Image from Levia, D. F., and S. Germer (2015)
A primary goal of the Honolulu Board of Water Supply (BWS) and its Watershed Program is to ensure an adequate supply of fresh water for current and future generations.
In this regard, the capacity of O`ahu’s watersheds to capture and store precipitation is critical: it is the sole natural source of fresh water supply for the island.
Our BWS Canopy Interception Study attempts to quantify differences in rainfall capture between native and invasive forests found in the Wai`anae Mountains.
This aspect of the water budget of O`ahu’s watersheds (and of watersheds in general) has not been well-studied. Until recently, the only similar research in Hawai`i was located in high-elevation “cloud forest” terrain on the island of Hawai`i, where fog drip is a primary component of precipitation. Because that research was not representative of the majority of forested areas on O`ahu, this study was established as a first step to address O`ahu's forests.
RF = TF + SF + CI → CI = RF – TF - SF
RF = gross rainfall TF = throughfall
SF = stemflow CI = canopy interception
By measuring gross rainfall, throughfall and stemflow in the field at native and invaded forest sites, the canopy interceptions of the native and invaded sites can be calculated and compared.
Image based on Rainfall Atlas of Hawaii (University of Hawaii, 2011)
For this study, the native and invaded forest test plots are located in the Mākaha watershed of O`ahu, part of the Wai`anae Mountains. This is considered a high-priority watershed by BWS in terms of watershed protection and restoration efforts, ranking high with respect to groundwater recharge and groundwater production.

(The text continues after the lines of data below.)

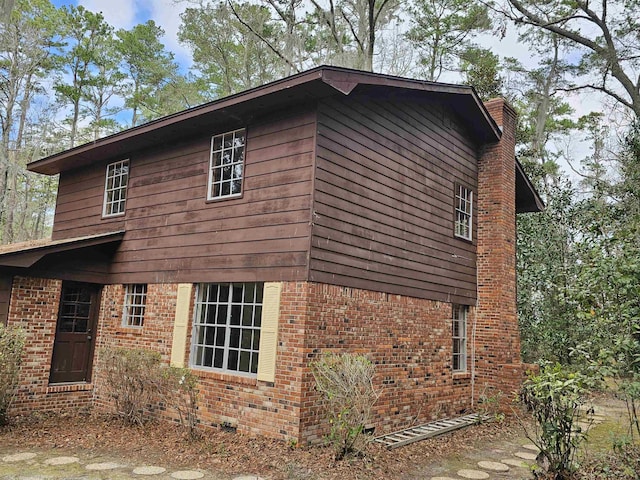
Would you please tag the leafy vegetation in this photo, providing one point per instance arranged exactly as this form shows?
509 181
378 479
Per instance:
11 347
138 383
346 384
555 397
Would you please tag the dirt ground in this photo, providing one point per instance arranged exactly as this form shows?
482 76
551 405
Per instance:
229 454
232 454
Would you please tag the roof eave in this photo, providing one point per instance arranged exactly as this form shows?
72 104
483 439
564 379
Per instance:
334 79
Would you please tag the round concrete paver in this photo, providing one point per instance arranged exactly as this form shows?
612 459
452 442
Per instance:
526 455
493 466
19 457
103 466
149 470
473 474
514 463
61 460
187 475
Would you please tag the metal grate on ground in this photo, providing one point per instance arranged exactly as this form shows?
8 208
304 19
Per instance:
428 430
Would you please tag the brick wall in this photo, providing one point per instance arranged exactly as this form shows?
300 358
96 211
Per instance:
34 307
498 364
408 339
156 333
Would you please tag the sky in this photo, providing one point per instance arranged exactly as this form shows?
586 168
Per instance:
166 14
127 13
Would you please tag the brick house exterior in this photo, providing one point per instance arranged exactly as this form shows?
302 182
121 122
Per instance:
351 219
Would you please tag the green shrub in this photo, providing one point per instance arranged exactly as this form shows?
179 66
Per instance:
346 383
554 398
11 348
133 380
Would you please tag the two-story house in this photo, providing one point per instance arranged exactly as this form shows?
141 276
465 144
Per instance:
334 210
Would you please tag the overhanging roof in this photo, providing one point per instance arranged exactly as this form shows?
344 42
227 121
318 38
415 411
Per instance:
527 198
25 255
241 108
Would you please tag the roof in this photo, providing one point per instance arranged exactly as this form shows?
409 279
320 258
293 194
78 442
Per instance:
26 254
241 108
527 197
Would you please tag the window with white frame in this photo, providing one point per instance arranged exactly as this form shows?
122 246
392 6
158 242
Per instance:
115 188
135 301
226 165
226 327
464 213
459 335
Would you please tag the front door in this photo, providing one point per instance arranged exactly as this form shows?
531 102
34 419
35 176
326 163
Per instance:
75 333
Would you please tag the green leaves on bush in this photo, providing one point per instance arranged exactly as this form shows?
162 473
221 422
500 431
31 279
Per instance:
555 397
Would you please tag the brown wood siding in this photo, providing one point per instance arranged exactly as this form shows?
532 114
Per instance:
384 198
174 235
6 281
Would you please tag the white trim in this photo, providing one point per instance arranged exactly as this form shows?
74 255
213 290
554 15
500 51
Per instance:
122 189
211 181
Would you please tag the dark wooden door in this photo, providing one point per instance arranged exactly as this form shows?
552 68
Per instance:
75 333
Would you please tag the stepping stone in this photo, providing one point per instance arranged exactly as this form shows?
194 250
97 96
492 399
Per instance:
493 466
61 460
19 457
103 466
526 455
187 475
515 463
149 470
473 474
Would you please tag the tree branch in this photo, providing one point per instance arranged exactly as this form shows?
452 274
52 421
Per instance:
262 39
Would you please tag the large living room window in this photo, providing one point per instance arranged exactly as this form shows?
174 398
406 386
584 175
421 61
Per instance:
226 327
459 335
226 165
115 188
464 213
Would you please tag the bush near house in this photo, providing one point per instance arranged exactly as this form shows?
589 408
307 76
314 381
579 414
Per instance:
554 397
137 381
346 383
11 346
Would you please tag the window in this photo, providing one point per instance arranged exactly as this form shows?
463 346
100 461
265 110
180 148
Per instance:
464 213
226 165
459 334
226 327
135 300
115 189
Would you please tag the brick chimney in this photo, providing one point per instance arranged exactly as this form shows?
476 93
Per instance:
497 338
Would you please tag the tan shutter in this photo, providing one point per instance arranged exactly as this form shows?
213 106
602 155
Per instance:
180 324
269 332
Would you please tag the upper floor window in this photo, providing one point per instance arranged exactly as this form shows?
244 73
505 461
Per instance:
135 301
459 335
464 213
115 188
226 326
226 165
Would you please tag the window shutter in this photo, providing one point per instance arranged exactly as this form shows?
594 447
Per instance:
269 332
180 324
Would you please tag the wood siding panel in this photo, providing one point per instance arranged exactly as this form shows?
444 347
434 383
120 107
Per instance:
173 234
384 199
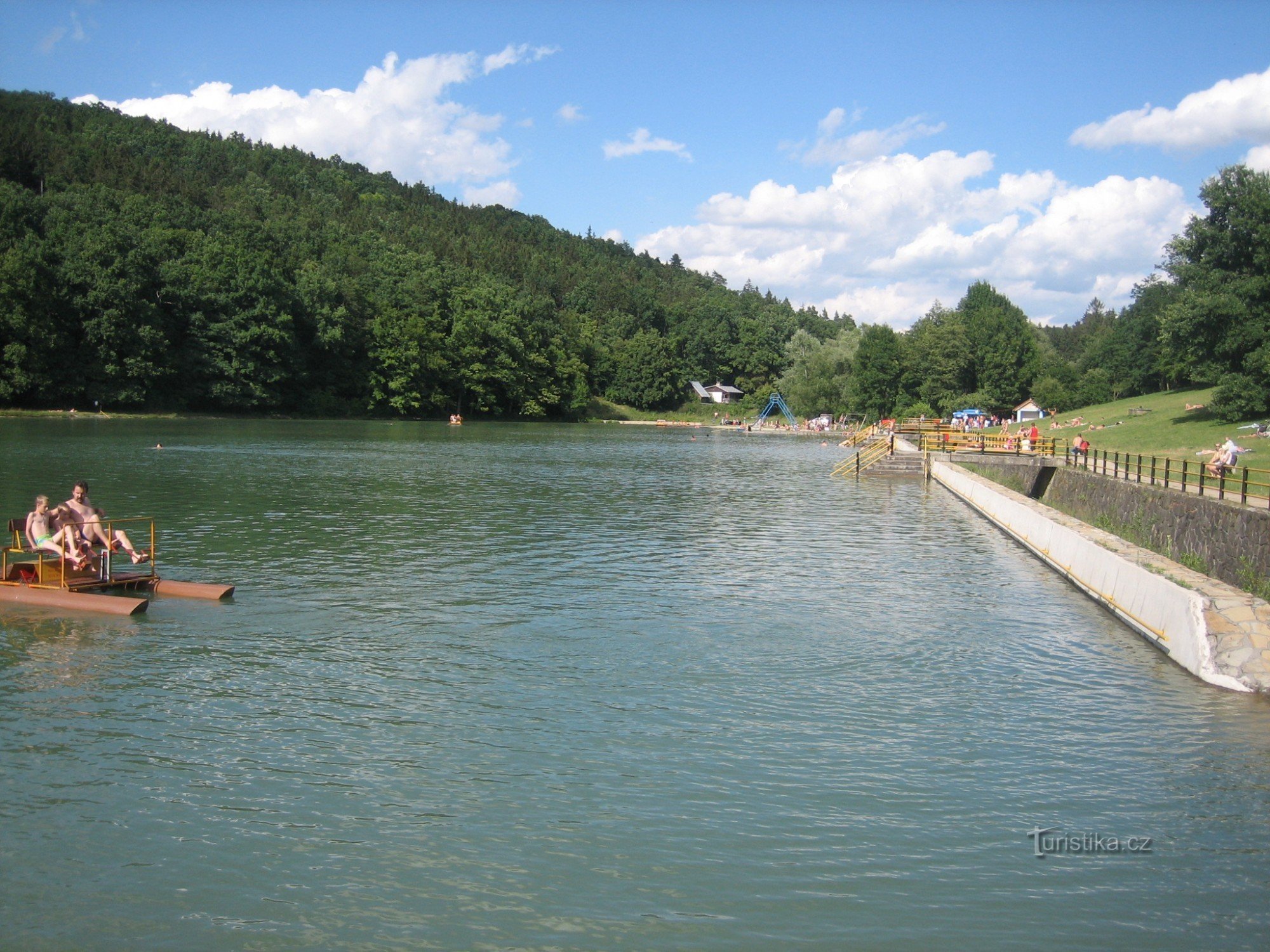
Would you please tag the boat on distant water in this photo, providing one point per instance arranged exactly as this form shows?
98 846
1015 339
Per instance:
43 578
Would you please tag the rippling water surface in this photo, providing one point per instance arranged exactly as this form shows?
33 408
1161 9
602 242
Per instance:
599 689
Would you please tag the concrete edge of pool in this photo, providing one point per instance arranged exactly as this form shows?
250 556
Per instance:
1213 630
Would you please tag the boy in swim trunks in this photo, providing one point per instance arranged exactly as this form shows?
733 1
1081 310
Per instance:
44 534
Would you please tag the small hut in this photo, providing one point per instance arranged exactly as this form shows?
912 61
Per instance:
723 394
1028 411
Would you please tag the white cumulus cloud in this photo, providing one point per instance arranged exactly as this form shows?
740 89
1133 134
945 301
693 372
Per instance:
512 55
505 194
866 144
888 235
642 142
1231 111
399 119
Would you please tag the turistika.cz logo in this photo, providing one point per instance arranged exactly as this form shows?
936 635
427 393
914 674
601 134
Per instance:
1046 843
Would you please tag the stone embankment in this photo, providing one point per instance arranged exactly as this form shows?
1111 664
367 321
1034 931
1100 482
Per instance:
1213 630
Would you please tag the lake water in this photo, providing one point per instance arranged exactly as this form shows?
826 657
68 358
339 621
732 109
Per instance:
594 687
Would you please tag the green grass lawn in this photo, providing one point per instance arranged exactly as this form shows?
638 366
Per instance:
1169 430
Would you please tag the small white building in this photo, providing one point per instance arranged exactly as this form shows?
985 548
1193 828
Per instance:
721 393
1028 411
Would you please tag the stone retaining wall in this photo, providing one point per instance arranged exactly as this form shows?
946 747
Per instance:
1231 543
1211 629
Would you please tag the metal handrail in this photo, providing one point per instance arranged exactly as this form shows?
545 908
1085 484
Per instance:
1240 483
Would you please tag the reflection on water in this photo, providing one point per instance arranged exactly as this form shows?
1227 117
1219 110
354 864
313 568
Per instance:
594 687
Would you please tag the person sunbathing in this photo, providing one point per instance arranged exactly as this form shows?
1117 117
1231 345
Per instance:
44 532
88 521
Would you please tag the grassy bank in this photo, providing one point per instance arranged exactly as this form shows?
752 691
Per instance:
1166 427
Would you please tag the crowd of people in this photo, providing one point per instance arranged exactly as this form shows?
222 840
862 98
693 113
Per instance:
74 529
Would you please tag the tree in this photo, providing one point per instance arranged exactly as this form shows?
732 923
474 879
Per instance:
647 374
1219 328
1000 338
820 375
876 381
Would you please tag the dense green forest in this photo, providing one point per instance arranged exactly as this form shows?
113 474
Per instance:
144 267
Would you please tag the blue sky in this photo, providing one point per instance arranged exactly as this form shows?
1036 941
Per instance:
864 158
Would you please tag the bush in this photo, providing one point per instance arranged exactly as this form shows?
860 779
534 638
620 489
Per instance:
1240 397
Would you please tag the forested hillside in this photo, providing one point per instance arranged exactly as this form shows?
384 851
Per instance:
150 268
153 268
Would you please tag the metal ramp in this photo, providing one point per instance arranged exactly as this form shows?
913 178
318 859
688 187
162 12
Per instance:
879 447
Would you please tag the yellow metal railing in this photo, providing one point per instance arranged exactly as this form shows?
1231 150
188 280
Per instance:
932 425
981 442
46 578
860 436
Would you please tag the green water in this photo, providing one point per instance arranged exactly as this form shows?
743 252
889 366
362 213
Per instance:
598 689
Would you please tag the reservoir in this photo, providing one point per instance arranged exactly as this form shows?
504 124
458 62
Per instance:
595 687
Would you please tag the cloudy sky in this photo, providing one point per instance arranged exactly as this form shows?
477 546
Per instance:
866 158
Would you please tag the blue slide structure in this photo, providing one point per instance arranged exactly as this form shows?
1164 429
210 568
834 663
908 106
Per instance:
777 403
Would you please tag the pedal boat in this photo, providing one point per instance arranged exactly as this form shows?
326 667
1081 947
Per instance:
114 586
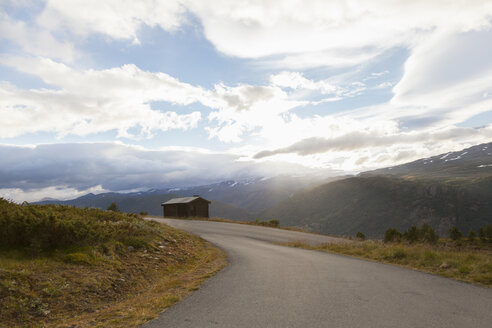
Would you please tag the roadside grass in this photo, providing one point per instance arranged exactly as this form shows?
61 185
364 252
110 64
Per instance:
270 224
70 267
465 262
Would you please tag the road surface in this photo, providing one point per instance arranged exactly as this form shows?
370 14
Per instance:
267 285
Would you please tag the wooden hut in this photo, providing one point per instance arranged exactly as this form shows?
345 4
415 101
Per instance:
186 207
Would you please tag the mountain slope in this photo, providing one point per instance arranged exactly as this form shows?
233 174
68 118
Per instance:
150 203
444 191
373 204
475 161
235 200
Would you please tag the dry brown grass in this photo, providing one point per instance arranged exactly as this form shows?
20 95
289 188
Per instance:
124 290
469 263
255 223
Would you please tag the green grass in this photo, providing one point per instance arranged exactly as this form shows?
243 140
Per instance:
470 263
67 266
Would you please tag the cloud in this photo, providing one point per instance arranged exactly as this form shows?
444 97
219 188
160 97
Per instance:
301 33
448 70
92 101
44 170
34 40
363 140
118 19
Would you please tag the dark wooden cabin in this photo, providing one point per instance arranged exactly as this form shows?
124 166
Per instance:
186 207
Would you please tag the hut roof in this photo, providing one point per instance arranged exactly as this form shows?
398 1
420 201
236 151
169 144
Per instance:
183 200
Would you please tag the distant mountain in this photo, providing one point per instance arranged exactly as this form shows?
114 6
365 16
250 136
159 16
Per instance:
236 200
442 193
475 161
254 195
373 204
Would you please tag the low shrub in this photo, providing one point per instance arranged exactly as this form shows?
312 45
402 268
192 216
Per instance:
45 227
113 207
392 235
455 233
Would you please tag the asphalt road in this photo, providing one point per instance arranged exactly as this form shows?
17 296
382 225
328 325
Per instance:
267 285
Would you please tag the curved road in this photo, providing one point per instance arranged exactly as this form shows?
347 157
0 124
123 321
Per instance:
267 285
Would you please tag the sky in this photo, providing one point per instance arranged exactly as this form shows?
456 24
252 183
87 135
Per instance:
123 95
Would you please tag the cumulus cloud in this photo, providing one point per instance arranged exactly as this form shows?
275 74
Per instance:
45 170
301 33
34 40
119 19
91 101
363 140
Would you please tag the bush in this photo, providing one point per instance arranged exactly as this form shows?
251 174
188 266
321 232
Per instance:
455 233
412 234
428 234
113 207
44 227
488 232
392 235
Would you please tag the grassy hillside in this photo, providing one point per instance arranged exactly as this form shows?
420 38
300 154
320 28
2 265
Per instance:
89 268
373 204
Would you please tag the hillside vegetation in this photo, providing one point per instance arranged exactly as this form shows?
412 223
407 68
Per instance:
68 266
466 259
371 204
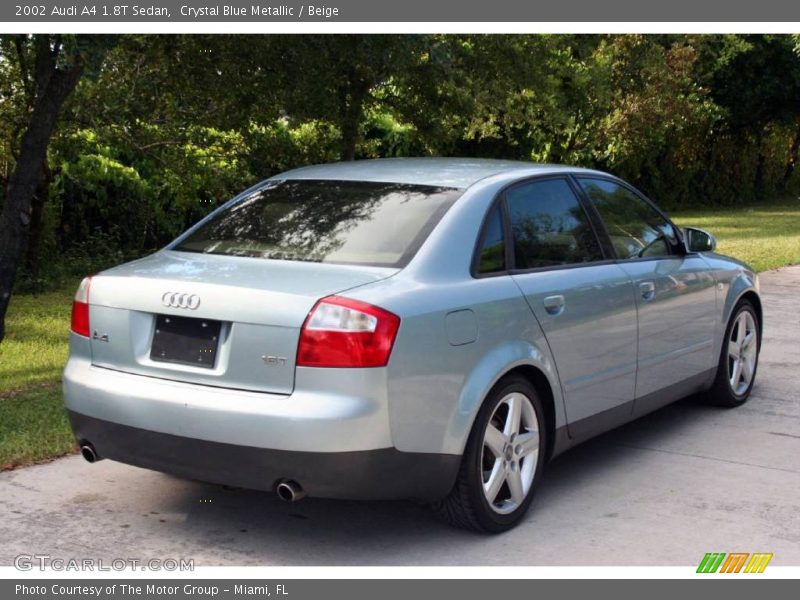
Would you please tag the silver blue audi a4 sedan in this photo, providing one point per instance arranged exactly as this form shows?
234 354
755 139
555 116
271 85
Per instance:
430 329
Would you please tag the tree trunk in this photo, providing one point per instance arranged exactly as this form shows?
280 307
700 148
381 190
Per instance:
352 112
53 85
33 257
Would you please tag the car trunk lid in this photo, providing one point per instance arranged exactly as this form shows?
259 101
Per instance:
208 319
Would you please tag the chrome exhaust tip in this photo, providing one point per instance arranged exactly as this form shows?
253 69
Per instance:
88 453
289 491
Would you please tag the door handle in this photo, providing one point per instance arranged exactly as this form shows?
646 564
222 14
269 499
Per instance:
554 305
648 290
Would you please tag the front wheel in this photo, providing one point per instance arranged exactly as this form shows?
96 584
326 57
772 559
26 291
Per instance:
502 462
736 372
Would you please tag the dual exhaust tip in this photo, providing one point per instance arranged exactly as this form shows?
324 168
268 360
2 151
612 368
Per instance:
287 490
89 453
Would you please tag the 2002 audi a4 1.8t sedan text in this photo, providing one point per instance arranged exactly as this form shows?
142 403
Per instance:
433 329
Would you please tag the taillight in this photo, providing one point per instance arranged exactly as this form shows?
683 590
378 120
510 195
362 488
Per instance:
340 332
80 309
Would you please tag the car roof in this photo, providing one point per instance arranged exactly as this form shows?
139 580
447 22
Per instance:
440 172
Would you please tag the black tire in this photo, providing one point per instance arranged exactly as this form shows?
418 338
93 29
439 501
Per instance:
467 506
721 392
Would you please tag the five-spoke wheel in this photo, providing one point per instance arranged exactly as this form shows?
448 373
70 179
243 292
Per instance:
502 462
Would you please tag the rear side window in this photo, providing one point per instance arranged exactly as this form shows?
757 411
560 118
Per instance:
492 257
347 222
549 225
636 229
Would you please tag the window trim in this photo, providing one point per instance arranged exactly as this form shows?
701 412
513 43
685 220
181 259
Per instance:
601 222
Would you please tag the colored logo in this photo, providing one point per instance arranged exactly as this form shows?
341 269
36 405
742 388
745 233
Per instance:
735 562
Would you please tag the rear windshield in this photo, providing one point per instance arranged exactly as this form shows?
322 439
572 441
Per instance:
347 222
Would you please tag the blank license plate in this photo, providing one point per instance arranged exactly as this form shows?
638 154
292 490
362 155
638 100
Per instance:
185 341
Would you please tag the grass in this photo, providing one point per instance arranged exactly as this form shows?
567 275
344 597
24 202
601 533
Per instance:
33 423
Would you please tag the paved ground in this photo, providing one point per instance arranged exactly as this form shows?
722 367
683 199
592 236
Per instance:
661 491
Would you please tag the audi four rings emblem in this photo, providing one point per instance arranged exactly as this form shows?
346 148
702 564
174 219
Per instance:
180 300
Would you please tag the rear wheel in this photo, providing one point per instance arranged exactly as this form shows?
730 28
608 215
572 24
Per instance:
502 462
736 372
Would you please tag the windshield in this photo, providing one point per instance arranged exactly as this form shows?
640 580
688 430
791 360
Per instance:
348 222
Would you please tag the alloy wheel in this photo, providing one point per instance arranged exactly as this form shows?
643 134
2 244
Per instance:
510 453
742 352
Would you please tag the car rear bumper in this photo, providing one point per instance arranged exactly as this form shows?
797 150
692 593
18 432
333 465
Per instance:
377 474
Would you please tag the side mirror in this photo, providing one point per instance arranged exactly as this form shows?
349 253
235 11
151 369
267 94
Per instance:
697 240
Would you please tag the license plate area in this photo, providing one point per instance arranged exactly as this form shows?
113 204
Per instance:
185 341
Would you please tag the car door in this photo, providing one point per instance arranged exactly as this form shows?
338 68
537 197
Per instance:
675 292
583 301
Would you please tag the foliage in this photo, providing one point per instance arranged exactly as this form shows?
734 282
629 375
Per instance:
172 126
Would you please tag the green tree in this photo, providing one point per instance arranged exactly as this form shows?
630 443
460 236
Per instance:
49 68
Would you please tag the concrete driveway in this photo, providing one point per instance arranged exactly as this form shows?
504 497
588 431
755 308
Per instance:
663 490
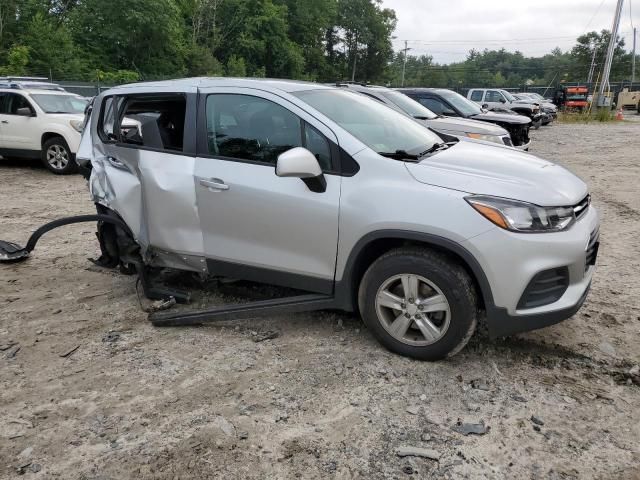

The Mākaha watershed is largely undeveloped; land cover is generally shrubs and evergreen forest. Elevation across the watershed ranges from sea level to 4,025 feet at Mount Ka`ala, the highest point on O`ahu.
Historical rainfall patterns across the Mākaha watershed are shown above. As expected, average annual rainfall is greater along the mountain slopes compared to lower elevations, reflecting the capacity of the higher mountain slopes to capture the predominant northeast tradewind-borne precipitation. The rainy season on O`ahu extends roughly from October through April.
Example test plot layout, for native plot
Gross Rainfall Equipment
Because the native and invaded test plots are located within close proximity to each other, a single tipping bucket rain gauge (standard 8-inch diameter, 0.01-inch / tip) installed near the plots collects gross rainfall data to represent both the plots.
For each test plot, a total of three troughs lead to a fabricated tipping bucket (150 mL / tip) rain gauge. The rain gauge is nested in a stainless steel can, levelled and anchored to the ground for stability.
Troughs were installed under trees typical of the test plots (species, diameter, height) in configurations that represented the average canopy and gap proportions and minimized overlap of throughfall collection between troughs.
Stemflow collectors connected to a fabricated tipping bucket (150 mL / tip) rain gauge were used for each test plot.
Trees selected for stemflow data collection represented the range of typical species, diameter, and height found commonly on the test plots.
Stemflow collectors were supported through lengths of 7/8-inch diameter poly tubing protected in 1-inch diameter high density polyethylene (HDPE) pipe, leading toward the rain gauge, nested in a stainless steel can, levelled and anchored.